In a rural area of Northamptonshire in the UK, Will Gamble Architects has recently extended a Grade 2 listed double fronted Victorian house. The project makes use of a disused cattle shed and the ruins of a former parchment factory and a scheduled monument.
The client’s initial brief was to convert the cattle shed and demolish the ruin to make way for a new extension. From the beginning of the design process, it was clear that the client viewed the ruin as a constraint as opposed to a positive asset that could in fact be celebrated through a sensitive but well-conceived intervention.
Instead of demolishing the ruin, Will Gamble Architects proposed “a building within a building” – where two lightweight volumes could be delicately inserted within the masonry walls in order to preserve and celebrate it.
A palette of honest materials was chosen both internally and externally which references the site’s history and the surrounding rural context.
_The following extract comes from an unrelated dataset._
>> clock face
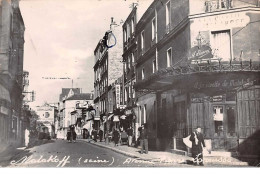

Externally, corten steel, oak, and reclaimed brick have been used. The extension was built out of up-cycled materials predominantly found on site which was both cost-effective and sustainable, whilst allowing the proposal to sensitively blend into its surroundings. Internally the structural beams of the existing cattle shed were exposed as well as the steelwork to the new parts – the stone walls were re-pointed and washed in lime to create a mottled effect and a concrete plinth was cast along the base to create a monolithic “skirting”.
A contemporary kitchen (also designed by the practice) juxtaposes the uneven and disordered nature of the ruin and continues the theme of a modern intervention set within a historic context.